Die Schau greift direkt Böhmermanns umstrittene Karriere und öffentliche Konflikte auf. Rechtsdokumente aus vergangenen Streitigkeiten liegen neben Profilbildern seiner Online-Kritiker. Zu den ausgestellten TV-Relikten zählen eine goldene Schallplatte des Rappers Bushido und ein Boxsack, den einst der flüchtige Wirecard-Manager Jan Marsalek nutzte.
Noch surrealer wirken andere Exponate: Ein Teleskop richtet sich auf einen Spiegel und bietet so den Blick ins benachbarte Bundeskanzleramt. Daneben zerfetzt eine Maschine alle 28 Minuten ein Stofftier – es sei denn, ein Besucher zahlt, um es zu retten, und macht ein Foto. Eine lebensgroße Butterbüste des ehemaligen Kanzlers Helmut Kohl schmilzt langsam unter den Galerielichtern, während eine Raucherkabine echte Zigaretten für mutige Besucher bereithält.

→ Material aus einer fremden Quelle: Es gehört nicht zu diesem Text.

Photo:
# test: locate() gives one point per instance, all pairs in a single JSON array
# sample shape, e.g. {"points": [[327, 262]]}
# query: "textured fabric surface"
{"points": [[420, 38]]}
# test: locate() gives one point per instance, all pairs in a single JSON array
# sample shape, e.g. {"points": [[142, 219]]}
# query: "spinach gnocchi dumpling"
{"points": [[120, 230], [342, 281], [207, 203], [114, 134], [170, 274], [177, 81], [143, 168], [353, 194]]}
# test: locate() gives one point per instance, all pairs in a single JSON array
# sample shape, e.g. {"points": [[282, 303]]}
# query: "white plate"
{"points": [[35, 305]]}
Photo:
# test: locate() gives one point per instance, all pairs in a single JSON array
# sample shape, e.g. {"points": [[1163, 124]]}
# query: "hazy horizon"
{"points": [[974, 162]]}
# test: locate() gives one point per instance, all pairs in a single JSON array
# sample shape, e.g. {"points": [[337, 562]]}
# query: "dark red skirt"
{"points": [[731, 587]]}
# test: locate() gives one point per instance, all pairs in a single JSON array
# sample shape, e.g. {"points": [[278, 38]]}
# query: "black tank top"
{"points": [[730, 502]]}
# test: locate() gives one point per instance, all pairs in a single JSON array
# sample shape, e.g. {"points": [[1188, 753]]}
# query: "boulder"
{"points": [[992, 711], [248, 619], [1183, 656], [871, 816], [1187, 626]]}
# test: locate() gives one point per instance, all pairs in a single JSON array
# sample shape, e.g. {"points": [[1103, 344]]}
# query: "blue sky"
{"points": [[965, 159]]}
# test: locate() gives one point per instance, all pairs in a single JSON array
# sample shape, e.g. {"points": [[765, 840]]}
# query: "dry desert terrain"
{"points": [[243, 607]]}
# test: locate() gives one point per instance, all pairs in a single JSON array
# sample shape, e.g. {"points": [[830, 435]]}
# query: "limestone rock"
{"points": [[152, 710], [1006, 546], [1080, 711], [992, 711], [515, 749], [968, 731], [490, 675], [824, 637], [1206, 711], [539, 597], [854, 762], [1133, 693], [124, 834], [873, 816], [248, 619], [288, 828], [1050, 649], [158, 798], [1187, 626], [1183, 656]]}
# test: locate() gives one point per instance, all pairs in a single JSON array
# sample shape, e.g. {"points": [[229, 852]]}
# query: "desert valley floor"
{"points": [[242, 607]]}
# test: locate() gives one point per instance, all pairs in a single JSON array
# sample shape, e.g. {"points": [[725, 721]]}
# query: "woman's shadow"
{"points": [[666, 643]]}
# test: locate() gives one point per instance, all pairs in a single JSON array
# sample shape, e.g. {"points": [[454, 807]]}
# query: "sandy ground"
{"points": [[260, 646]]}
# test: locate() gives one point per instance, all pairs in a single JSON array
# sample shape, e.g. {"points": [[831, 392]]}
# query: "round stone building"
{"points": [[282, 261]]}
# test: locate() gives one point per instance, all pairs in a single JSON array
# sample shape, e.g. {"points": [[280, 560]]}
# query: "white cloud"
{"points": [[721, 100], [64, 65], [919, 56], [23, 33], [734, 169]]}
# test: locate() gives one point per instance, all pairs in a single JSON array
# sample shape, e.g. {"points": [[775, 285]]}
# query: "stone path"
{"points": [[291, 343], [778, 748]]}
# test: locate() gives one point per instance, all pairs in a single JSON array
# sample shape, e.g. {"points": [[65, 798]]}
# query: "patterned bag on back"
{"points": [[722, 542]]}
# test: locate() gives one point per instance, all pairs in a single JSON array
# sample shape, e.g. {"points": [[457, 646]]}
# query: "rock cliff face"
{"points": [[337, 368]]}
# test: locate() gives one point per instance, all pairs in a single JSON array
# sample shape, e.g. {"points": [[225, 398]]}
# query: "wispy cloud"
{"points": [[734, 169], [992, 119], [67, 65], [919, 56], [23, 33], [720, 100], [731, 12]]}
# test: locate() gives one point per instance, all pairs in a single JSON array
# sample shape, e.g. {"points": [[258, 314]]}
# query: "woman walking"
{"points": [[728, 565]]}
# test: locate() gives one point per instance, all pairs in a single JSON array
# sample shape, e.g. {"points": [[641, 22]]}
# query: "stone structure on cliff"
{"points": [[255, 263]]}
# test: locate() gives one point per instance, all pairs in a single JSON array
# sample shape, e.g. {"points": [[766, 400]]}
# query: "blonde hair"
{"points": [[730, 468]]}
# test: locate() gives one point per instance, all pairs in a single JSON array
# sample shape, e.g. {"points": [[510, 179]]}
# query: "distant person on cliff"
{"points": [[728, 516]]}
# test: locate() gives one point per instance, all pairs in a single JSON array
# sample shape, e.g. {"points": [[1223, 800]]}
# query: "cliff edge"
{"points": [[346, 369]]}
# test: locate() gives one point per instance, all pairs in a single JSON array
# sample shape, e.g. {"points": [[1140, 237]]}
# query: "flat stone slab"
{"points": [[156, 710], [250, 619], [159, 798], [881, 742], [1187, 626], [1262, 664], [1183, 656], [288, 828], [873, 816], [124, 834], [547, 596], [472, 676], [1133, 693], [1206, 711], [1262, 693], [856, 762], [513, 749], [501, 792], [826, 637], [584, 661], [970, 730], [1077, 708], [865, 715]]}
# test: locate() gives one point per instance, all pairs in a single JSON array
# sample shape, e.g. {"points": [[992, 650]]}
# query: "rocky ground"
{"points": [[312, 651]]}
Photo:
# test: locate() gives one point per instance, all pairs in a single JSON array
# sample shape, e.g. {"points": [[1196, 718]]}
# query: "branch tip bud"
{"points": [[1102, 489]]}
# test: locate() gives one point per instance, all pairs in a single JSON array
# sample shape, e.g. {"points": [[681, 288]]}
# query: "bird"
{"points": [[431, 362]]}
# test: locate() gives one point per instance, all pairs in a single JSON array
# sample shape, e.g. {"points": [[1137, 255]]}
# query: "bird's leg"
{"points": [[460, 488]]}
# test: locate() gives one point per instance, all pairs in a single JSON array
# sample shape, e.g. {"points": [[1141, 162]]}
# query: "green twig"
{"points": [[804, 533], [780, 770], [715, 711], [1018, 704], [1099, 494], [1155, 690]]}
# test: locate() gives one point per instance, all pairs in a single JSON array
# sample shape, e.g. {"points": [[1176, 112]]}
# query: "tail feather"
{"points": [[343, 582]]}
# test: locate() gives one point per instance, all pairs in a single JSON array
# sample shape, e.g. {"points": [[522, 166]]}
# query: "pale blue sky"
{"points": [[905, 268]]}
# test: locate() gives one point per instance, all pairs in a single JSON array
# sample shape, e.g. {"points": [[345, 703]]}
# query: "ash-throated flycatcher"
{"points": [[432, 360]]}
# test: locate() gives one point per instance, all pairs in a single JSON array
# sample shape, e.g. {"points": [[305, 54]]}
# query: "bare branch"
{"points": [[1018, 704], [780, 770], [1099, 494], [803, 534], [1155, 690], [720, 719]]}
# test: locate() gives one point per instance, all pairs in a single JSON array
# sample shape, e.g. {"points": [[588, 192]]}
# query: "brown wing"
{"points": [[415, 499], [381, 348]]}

In einem weiteren Bereich sind KI-generierte Aktbilder des CDU-Politikers Friedrich Merz zu sehen, daneben eine Nachbildung eines deutschen Einbürgerungstests. Für Independent-Publikum gibt es einen "TV-Garten" mit Live-Auftritten während der gesamten Laufzeit. Jedes Werk scheint darauf angelegt, Machtstrukturen zu irritieren, zu hinterfragen oder offen zu verspotten – ganz im Stil Böhmermanns.
Bis zum 19. Oktober 2022 bleibt Zeit, sich durch dieses Gemisch aus Satire, Spektakel und schierem Absurdismus zu bewegen.
Indem die Ausstellung Besucher zwingt, ihre Handys wegzuschließen, bricht sie bewusst mit gewohnten Rezeptionsmustern. Die Mischung aus juristischen Dokumenten, Popkultur-Artefakten und bewusst irrationalen Installationen spiegelt Böhmermanns Herangehensweise an Kunst und Aktivismus wider. Fast zwei Monate lang wird das Haus der Kulturen der Welt der Schau eine Bühne bieten – und damit genug Raum für Debatten über ihre provokantesten Werke.